From The National Audubon Society


Birds like Roseate Spoonbills and Burrowing Owls are ending up in the stomachs of hungry pythons and nile monitors. Is it too late to stop them?

It’s a sweaty morning last June on the outskirts of Tampa, and droves of reptile enthusiasts are streaming into an air-conditioned expo center. Some have woken early to trek out to the Florida State Fairgrounds to get first crack at the animals of Repticon, a weekend-long extravaganza that’s similar to a baseball card convention, except instead of mint-condition Mickey Mantles and Pete Roses there are green anacondas and meat-eating lizards. One vendor’s table is covered in flimsy plastic catering trays that are filled with ball pythons. Others are selling Asian water monitors, gargoyle geckos, yellow rat snakes, and bearded dragons. A guy strolls by wearing a “Snakes Lives Matter” t-shirt. Another man, who has a three-foot-long lizard slung across his chest like a bandolier, is at a nearby booth admiring a young boa constrictor that’s twirling around his girlfriend’s fingers. Price? $100. Sold.

Roughly 60 Repticons take place each year, from Phoenix to Oklahoma City to Baltimore, attracting an estimated 200,000 visitors. These shows represent but a tiny sliver of the live-reptile trade, a loosely regulated industry that spans the globe and generates an estimated $1.2 billion in revenue annually, according to the United States Association of Reptile Keepers. In much of the continental United States, these cold-blooded creatures aren’t likely to fare well outdoors should they escape or be set free. But the sub-tropics of South Florida are different, and the best adapted have not only survived in the wild, they have thrived. To date the Florida Fish and Wildlife Conservation Commission, or FWC, has identified 50 types of non-native lizards, turtles, crocodilians, and snakes within state limits, more than anywhere else in the world.
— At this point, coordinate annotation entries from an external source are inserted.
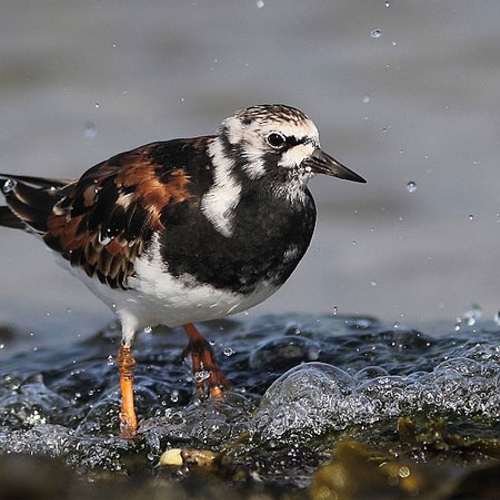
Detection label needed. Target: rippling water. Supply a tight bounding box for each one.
[0,315,500,486]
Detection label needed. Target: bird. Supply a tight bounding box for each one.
[0,104,366,438]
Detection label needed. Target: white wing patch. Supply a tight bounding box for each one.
[201,139,241,238]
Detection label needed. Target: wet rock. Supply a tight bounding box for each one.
[253,363,355,440]
[250,335,320,370]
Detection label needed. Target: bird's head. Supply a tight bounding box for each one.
[219,104,366,190]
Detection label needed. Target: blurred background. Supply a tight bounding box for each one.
[0,0,500,352]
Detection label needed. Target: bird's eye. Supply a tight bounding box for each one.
[267,132,286,148]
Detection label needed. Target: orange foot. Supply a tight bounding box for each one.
[182,323,231,398]
[116,347,137,438]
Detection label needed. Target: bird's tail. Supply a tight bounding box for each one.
[0,174,71,233]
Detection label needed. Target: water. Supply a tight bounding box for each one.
[0,314,500,487]
[0,0,500,332]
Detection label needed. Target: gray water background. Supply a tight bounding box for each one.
[0,0,500,352]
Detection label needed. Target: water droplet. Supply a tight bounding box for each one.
[194,370,210,383]
[493,311,500,326]
[2,179,17,194]
[170,389,179,403]
[406,181,417,193]
[83,123,97,139]
[462,304,483,326]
For the birds of Florida, this blitz of exotic predators poses an existential-scale threat. The Burmese pythons, which stalk wading birds in the Everglades, have become so menacing that the state has hosted derby-style competitions to catch them. Farther north, Nile monitors—the largest lizard in Africa—have been terrorizing a population of Burrowing Owls in the city of Cape Coral. And on the outskirts of Florida City, just outside Everglades National Park, egg-eating Argentine tegus could soon raid the nesting grounds of one of the last remaining populations of the endangered Cape Sable Seaside Sparrow. Each of these reptiles found their way to Florida via the pet trade—but while most people acknowledge that’s a leaky pipeline, few agree on whether and how to plug it.

Take Ed Poelsma, who’s wandering Repticon with Pugsly, a five-and-a-half-foot-long black-throated monitor that’s a close relative of the Komodo dragon. Pugsly is a stunning creature that looks to be from prehistoric times, with claws like steak knives, camouflaged skin, and a muscular tail. What does Pugsly eat? “Meat,” Poelsma says. “He would eat anything you put in his cage that’s meat. Literally anything.” No, Pugsly has never bitten Poelsma, and yes, he considers the giant lizard to be part of his family. He takes Pugsly for walks in his neighborhood, maintains an Instagram page for the animal, and happily answers questions from curious onlookers. You don’t need a permit to buy a Pugsly of your own, and that’s how Poelsma thinks it should be. “If you want to look at invasive animals in the wild, the very worst thing in the world is a domestic cat,” he tells me. “Go to the local ASPCA or local pound and look at all the dogs and cats . . . But everybody wants to blame the reptile owners for being an irresponsible pet owner.”